Verstappen became Red Bull’s second world champion last year, after Sebastian Vettel won four titles with the team between 2010 and 2013.
Horner says it’s difficult to compare drivers. When pushed about any targets for Verstappen to beat Lewis Hamilton’s wins and pole positions records, he played things down.
“It’s very difficult to compare drivers,” said Horner. We've had some amazing drivers but he [Verstappen] is certainly right up.
“The target is to keep building on what we’ve achieved. There’s no finite targets. It's just about race by race, season by season and giving him a car that his talent warrants.”
Horner has been Red Bull’s team principal since 2005, when the Milton Keynes-based outfit joined F1, after winning three consecutive international Formula 3000 Team championships with Arden, plus two drivers’ titles.
He met Helmut Marko, who recommended to Red Bull co-founder and owner Dietrich Mateschitz to make Horner team principal.
Asked whether he thought he would have the success Red Bull have experienced in F1, Horner said: “No. I think I had a desire, and I wanted to win and a hunger to achieve that. But I had no idea what that journey would look like or what we were capable of achieving.
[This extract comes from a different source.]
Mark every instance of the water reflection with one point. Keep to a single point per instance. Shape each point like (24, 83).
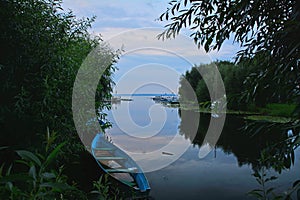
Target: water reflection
(226, 172)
“We’ve still got more to find out.”
Horner signed a contract extension at the end of the last year to remain as Red Bull team principal until 2026.
The 48-year-old says he still has the same excitement about F1 that he had when he first stepped into the paddock.
“I still get the same buzz driving into the track on race morning that I did, even when I was driving myself many years ago,” added Horner.
“It’s the competition, going up against the best teams in the world. You need to be at the top of your game.
“It's a team sport, the biggest team sport in the world and getting a team to work collectively as a single product.
“If you're lucky enough to win a Grand Prix, it means every single person within that organisation is doing and fulfilling their part and role.”